Classical fuzzing — libFuzzer, AFL, honggfuzz — treats a target as a byte sink with a coverage signal. You feed it inputs, you measure branch coverage, you mutate the inputs that hit new edges, and the corpus grows until the target either crashes or reaches a saturation plateau. The loop has been refined for a decade and it is the reason every browser, kernel, and TLS stack worth shipping has a corpus of millions of inputs sitting next to its test suite.
Agentic systems do not fit that model cleanly. An agent target is not a function from bytes to bytes; it is a planner that emits tool calls, reads memory, mutates state, and produces side effects. The interesting failure is rarely a segfault — it is the agent obediently calling send_email to an attacker-controlled address because a string four levels deep in a retrieved document said it should. We needed a fuzz loop, but the operators, the coverage signal, and the determinism contract all had to be rebuilt from scratch.
This post is the engineering walkthrough of the mutator engine that ships in AgentGuardian Open Source today: five deterministic operators in strategies/fuzz.py, a coverage signal defined over plan depth and tool-call entropy, and a stub-mode contract that makes scan outputs hash-stable for external signing. The same engine is what lets the 96-probe corpus, sharded across the ten OWASP ASI 2026 categories, behave like a real coverage-guided fuzzer instead of a static checklist.

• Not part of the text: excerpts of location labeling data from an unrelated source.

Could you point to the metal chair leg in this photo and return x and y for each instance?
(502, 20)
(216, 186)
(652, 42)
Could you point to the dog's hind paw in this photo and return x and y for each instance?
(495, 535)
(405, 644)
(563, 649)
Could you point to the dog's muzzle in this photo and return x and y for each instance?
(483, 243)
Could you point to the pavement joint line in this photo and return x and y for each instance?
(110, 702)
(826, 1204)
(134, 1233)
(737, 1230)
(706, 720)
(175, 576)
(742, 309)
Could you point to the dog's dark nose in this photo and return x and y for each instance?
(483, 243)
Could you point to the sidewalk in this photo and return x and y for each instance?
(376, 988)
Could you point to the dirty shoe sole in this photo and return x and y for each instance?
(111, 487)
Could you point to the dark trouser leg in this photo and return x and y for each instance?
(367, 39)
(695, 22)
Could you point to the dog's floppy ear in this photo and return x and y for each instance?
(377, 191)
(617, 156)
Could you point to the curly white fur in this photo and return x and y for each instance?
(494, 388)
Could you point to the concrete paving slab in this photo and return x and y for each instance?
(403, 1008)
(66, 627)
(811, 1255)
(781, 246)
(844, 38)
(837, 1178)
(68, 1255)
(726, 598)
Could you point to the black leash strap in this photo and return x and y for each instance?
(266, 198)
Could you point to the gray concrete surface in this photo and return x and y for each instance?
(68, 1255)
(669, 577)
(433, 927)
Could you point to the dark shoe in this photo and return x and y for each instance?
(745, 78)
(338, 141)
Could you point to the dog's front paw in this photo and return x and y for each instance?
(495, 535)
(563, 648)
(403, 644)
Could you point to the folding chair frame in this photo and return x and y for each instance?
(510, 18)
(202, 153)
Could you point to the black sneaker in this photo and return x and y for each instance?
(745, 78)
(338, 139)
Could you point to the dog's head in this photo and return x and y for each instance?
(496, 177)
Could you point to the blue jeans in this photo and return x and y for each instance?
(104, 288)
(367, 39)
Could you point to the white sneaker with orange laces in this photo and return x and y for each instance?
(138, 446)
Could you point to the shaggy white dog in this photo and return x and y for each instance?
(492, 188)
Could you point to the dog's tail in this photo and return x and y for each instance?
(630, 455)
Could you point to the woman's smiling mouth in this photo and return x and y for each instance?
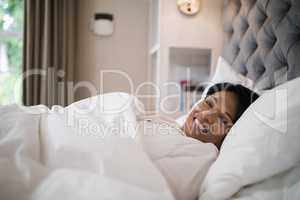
(203, 128)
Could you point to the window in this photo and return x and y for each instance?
(11, 44)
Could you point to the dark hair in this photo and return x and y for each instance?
(245, 96)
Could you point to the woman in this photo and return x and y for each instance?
(211, 119)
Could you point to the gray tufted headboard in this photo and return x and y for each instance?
(263, 39)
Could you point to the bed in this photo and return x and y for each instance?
(84, 151)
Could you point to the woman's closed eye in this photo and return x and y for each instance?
(209, 103)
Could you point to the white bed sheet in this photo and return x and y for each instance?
(64, 153)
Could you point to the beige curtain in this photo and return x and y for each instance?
(49, 51)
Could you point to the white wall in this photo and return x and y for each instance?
(125, 50)
(201, 31)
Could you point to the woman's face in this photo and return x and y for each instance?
(212, 118)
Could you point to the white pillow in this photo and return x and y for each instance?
(225, 73)
(264, 142)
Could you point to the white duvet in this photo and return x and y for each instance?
(83, 152)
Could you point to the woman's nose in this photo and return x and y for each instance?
(208, 116)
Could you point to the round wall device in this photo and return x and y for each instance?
(188, 7)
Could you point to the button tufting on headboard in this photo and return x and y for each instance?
(263, 39)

Why agentic fuzzing needs a different shape
libFuzzer assumes three things that do not survive contact with an agent target. First, the target is fast and pure — millions of executions per second, no global state. An agent execution is one to thirty seconds and writes to memory, vector stores, and external APIs by design. Second, coverage is a syntactic property of the program counter: SanitizerCoverage instruments basic blocks, and a new edge is unambiguous. For an agent, the equivalent of an edge is a plan transition or a tool call, and "new" is fuzzy — the same tool with different arguments may or may not count. Third, a classical crash is a clear ground truth. An agent failure is a policy violation, which is something a judge model has to evaluate against a written rule.
The implication is that you cannot lift libFuzzer wholesale. You keep its loop — corpus, mutate, dispatch, measure, prioritise — and replace every piece in between. You also keep its discipline: determinism is non-negotiable. A fuzz output that is not reproducible cannot be triaged, cannot be regressed, and cannot anchor a signed evidence pack.
The mutator engine has to be deterministic end-to-end. Same seed, same input, same output bytes — across machines, across releases.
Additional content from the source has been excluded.